Much of current U.S. law is predicated on English Common Law, which was a set of laws developed in England starting in the Middle Ages. Much of Common Law was targeted at criminals and is a source of criminal law. The concept of the Common Law is rooted in the Magna Carta, a document signed by King John in 1215 that bestowed some rights to nobles and provided for fairness through a trial. Note that England was not a democracy, so a king’s relinquishing of power was revolutionary.

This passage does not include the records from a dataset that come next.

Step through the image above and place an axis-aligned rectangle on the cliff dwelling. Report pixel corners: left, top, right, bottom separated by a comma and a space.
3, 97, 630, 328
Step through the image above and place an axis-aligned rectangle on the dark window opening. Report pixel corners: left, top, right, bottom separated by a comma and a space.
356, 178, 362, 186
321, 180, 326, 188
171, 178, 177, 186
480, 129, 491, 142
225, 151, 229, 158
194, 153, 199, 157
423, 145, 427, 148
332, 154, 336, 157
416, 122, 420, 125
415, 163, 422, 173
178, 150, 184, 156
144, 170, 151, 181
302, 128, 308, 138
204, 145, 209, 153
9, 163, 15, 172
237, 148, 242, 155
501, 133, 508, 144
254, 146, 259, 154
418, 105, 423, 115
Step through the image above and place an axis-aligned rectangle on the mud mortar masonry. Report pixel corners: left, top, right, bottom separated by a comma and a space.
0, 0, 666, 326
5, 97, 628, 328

The Common Law developed to become England’s legal system. When England created colonies in the United States, those colonies were governed by English Common Law. Even after the Colonists won the Revolutionary War in 1783 and cut ties with England, English Common Law remained the fabric of the justice system. Even today, the U.S. legal system cites English Common Law cases and laws to determine whether a ruling or law is proper.

Post-Revolutionary War

In the aftermath of the Revolutionary War, states employed English Common Law as the basis of their laws. At the time, there was no Federal government and no constitutional framework, so each state had the ability to impose laws at it saw fit. Nonetheless, states, in general, continued to use Common Law as the baseline, either by keeping the law as it was at Common Law or by modifying certain terms.

Jack Kevorkian

The use of English Common Law took an interesting turn in a Michigan courtroom during the 1990s. Dr Jack Kevorkian, a doctor who specialized in assisted suicide, faced charges of Common Law assisted suicide. The law was not part of the Michigan criminal code; instead, it was codified in England and the prosecution used that law in a US case based on English Common Law. During his trial on assisted suicide charges, Kevorkian, who never denied the action, increasingly shouted: “This is not a trial! This is a lynching! There is no law! No Law!” The court acquitted Kevorkian of the crime, noting that no such law was codified in Michigan at the time of the suicides. (Kevorkian was convicted on murder charges, which are codified under the Michigan code. The court handed him a 10 to 25-year sentence. He served seven and a half years in prison and was paroled in 2007).

Legislative Intent

When dissecting a law to determine whether it is applicable to a specific case, practitioners will look to the legislative intent of the law. They will look through the minutes of the legislature to understand the context of the law as well as the plain language of the law. For laws that have Common Law roots, a practitioner can also look to its source in England and to how English courts resolved and applied those laws. Common Law is the framework for many Texas criminal statutes, even though Texas was not an original colony. Statutes such as theft, false pretenses, larceny, and embezzlement all have roots in English Common Law.